Due to the increase in the corporate tax rate from 24% to 30% coupled with the introduction of the social security contribution levy w.e.f. October 2022, the Bank’s total effective tax rate for 1H 2023 increased to 53%.
Since March 2023, the asset base marginally grew to Rs. 1.8 trillion as at end June 2023. Moreover, given the tight credit conditions and exchange rate volatility prevailing for a majority of the June quarter, the Bank’s gross loan book dropped to Rs. 986 billion as at end of 1H 2023. Meanwhile, as deposits remained attractive to customers, the Bank’s deposit base reached closer to Rs. 1.5 trillion at the end of June 2023.

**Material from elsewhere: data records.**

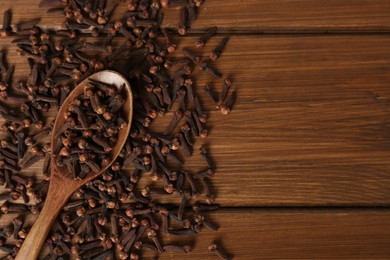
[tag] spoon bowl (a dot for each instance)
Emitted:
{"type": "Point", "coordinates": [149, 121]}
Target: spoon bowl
{"type": "Point", "coordinates": [62, 185]}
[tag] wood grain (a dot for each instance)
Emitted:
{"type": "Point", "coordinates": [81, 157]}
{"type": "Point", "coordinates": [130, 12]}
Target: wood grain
{"type": "Point", "coordinates": [257, 15]}
{"type": "Point", "coordinates": [311, 124]}
{"type": "Point", "coordinates": [289, 234]}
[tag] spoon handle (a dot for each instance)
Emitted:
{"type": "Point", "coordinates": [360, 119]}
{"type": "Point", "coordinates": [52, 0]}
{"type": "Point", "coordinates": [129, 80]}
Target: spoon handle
{"type": "Point", "coordinates": [59, 192]}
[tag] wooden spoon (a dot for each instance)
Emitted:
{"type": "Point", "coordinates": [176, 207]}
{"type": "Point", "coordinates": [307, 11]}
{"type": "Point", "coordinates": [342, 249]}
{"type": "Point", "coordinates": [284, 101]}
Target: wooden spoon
{"type": "Point", "coordinates": [62, 186]}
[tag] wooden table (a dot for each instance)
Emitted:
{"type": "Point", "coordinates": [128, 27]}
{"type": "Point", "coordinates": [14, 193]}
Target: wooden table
{"type": "Point", "coordinates": [303, 159]}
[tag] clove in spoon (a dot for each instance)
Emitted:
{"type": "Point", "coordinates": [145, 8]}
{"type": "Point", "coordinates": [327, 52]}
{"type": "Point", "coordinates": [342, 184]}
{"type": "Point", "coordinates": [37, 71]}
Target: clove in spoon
{"type": "Point", "coordinates": [62, 185]}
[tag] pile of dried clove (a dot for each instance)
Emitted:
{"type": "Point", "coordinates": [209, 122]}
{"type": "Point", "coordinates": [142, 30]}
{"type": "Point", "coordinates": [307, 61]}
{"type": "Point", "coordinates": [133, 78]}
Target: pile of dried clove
{"type": "Point", "coordinates": [110, 217]}
{"type": "Point", "coordinates": [92, 124]}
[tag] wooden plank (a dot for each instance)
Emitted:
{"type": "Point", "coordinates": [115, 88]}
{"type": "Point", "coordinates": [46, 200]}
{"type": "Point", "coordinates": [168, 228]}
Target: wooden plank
{"type": "Point", "coordinates": [288, 234]}
{"type": "Point", "coordinates": [258, 16]}
{"type": "Point", "coordinates": [311, 123]}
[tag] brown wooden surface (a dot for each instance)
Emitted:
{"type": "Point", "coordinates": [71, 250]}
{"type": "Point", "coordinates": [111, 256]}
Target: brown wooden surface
{"type": "Point", "coordinates": [311, 127]}
{"type": "Point", "coordinates": [259, 15]}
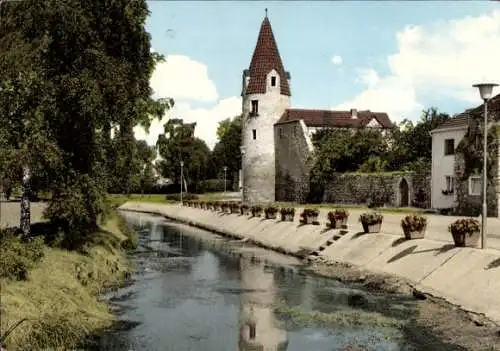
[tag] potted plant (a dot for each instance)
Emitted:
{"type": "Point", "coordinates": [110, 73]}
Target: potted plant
{"type": "Point", "coordinates": [270, 212]}
{"type": "Point", "coordinates": [309, 216]}
{"type": "Point", "coordinates": [414, 226]}
{"type": "Point", "coordinates": [256, 211]}
{"type": "Point", "coordinates": [371, 221]}
{"type": "Point", "coordinates": [338, 218]}
{"type": "Point", "coordinates": [287, 214]}
{"type": "Point", "coordinates": [235, 208]}
{"type": "Point", "coordinates": [244, 209]}
{"type": "Point", "coordinates": [465, 232]}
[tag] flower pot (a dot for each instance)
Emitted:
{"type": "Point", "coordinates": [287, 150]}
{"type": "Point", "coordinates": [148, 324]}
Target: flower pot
{"type": "Point", "coordinates": [311, 219]}
{"type": "Point", "coordinates": [287, 218]}
{"type": "Point", "coordinates": [372, 228]}
{"type": "Point", "coordinates": [338, 223]}
{"type": "Point", "coordinates": [414, 234]}
{"type": "Point", "coordinates": [466, 239]}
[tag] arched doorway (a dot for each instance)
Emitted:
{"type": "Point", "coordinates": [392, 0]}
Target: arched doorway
{"type": "Point", "coordinates": [404, 196]}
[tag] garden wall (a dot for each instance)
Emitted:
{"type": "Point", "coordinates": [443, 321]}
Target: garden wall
{"type": "Point", "coordinates": [395, 189]}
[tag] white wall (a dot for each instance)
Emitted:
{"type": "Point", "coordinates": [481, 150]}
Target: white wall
{"type": "Point", "coordinates": [442, 166]}
{"type": "Point", "coordinates": [258, 160]}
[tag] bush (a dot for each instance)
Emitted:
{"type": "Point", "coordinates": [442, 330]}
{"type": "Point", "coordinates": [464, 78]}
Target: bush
{"type": "Point", "coordinates": [212, 186]}
{"type": "Point", "coordinates": [371, 218]}
{"type": "Point", "coordinates": [18, 256]}
{"type": "Point", "coordinates": [256, 211]}
{"type": "Point", "coordinates": [464, 226]}
{"type": "Point", "coordinates": [185, 197]}
{"type": "Point", "coordinates": [413, 223]}
{"type": "Point", "coordinates": [339, 214]}
{"type": "Point", "coordinates": [309, 212]}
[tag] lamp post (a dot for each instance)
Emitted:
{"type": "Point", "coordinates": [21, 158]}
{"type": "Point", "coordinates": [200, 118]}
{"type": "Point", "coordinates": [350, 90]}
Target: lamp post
{"type": "Point", "coordinates": [485, 91]}
{"type": "Point", "coordinates": [225, 174]}
{"type": "Point", "coordinates": [242, 179]}
{"type": "Point", "coordinates": [182, 176]}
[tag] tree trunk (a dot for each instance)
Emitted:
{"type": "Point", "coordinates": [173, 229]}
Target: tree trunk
{"type": "Point", "coordinates": [25, 203]}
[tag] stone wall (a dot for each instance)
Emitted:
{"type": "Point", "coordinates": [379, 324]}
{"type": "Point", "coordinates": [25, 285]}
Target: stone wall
{"type": "Point", "coordinates": [395, 189]}
{"type": "Point", "coordinates": [294, 153]}
{"type": "Point", "coordinates": [471, 205]}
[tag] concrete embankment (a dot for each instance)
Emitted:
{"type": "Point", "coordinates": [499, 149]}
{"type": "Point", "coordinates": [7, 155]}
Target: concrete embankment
{"type": "Point", "coordinates": [467, 277]}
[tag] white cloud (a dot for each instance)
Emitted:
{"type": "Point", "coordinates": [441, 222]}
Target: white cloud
{"type": "Point", "coordinates": [183, 78]}
{"type": "Point", "coordinates": [337, 60]}
{"type": "Point", "coordinates": [443, 59]}
{"type": "Point", "coordinates": [187, 81]}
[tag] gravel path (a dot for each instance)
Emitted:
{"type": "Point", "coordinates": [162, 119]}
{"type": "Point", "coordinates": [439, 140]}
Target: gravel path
{"type": "Point", "coordinates": [10, 213]}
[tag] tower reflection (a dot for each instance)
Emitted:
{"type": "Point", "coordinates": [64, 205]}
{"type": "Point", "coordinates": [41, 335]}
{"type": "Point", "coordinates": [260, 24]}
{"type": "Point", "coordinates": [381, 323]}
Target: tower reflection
{"type": "Point", "coordinates": [259, 329]}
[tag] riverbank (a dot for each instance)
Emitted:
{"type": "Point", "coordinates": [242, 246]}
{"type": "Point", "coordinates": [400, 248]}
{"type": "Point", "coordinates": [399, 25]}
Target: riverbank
{"type": "Point", "coordinates": [465, 277]}
{"type": "Point", "coordinates": [57, 295]}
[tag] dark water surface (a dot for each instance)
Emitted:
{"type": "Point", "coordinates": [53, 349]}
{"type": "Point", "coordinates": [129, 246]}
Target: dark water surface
{"type": "Point", "coordinates": [193, 290]}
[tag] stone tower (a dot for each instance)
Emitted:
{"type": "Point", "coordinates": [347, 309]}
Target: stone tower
{"type": "Point", "coordinates": [266, 96]}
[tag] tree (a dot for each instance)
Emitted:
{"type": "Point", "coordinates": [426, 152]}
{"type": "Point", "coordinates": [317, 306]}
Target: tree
{"type": "Point", "coordinates": [84, 68]}
{"type": "Point", "coordinates": [227, 150]}
{"type": "Point", "coordinates": [412, 145]}
{"type": "Point", "coordinates": [346, 150]}
{"type": "Point", "coordinates": [179, 144]}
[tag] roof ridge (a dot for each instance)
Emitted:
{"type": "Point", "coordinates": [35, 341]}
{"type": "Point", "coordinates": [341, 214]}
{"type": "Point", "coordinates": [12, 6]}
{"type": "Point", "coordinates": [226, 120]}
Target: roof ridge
{"type": "Point", "coordinates": [265, 58]}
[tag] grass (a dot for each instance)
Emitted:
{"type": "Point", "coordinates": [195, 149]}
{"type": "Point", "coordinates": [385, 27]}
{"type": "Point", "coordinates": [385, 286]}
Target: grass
{"type": "Point", "coordinates": [400, 210]}
{"type": "Point", "coordinates": [160, 198]}
{"type": "Point", "coordinates": [59, 298]}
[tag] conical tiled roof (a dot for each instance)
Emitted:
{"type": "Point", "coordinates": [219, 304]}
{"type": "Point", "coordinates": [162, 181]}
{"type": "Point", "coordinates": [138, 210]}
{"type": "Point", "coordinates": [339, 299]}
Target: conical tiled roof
{"type": "Point", "coordinates": [266, 57]}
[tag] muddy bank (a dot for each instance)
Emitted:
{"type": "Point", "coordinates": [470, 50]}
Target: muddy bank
{"type": "Point", "coordinates": [435, 316]}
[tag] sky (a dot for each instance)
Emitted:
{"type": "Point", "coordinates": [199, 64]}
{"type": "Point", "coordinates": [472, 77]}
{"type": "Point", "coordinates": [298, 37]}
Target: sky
{"type": "Point", "coordinates": [397, 57]}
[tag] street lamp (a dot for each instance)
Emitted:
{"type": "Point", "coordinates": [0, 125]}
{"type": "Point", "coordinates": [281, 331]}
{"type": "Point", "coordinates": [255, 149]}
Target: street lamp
{"type": "Point", "coordinates": [242, 179]}
{"type": "Point", "coordinates": [182, 176]}
{"type": "Point", "coordinates": [225, 173]}
{"type": "Point", "coordinates": [486, 92]}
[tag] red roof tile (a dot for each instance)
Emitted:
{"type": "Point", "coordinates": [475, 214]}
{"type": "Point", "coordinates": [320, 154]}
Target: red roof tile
{"type": "Point", "coordinates": [265, 58]}
{"type": "Point", "coordinates": [329, 118]}
{"type": "Point", "coordinates": [462, 119]}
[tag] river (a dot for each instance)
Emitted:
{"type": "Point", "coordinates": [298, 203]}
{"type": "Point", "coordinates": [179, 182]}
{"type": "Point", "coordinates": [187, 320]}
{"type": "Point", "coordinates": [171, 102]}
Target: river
{"type": "Point", "coordinates": [193, 290]}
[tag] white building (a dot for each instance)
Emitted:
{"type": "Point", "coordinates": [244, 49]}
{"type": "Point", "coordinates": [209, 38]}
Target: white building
{"type": "Point", "coordinates": [445, 139]}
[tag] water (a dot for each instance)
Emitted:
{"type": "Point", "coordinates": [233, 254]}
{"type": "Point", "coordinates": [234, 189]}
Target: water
{"type": "Point", "coordinates": [193, 290]}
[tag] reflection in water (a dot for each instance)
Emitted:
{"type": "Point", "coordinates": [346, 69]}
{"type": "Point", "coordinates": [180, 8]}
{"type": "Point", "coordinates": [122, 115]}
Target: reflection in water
{"type": "Point", "coordinates": [193, 290]}
{"type": "Point", "coordinates": [259, 329]}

Compared to Q1 2023, the Bank recorded stronger Tier I and Total Capital Adequacy Ratios of 12.48% and 15.58% against the minimum statutory requirements of 9.5% and 13.5% respectively, with the provision to drawdown a further 250bps from the Capital Conservation Buffer. HNB’s liquidity levels also continued to be strong and well above the regulatory minimum requirements, with Statutory Liquid Assets ratio around 40% (vs. a 20% requirement) and all currency Liquidity Coverage ratio at 341.5% (vs. a 100% requirement).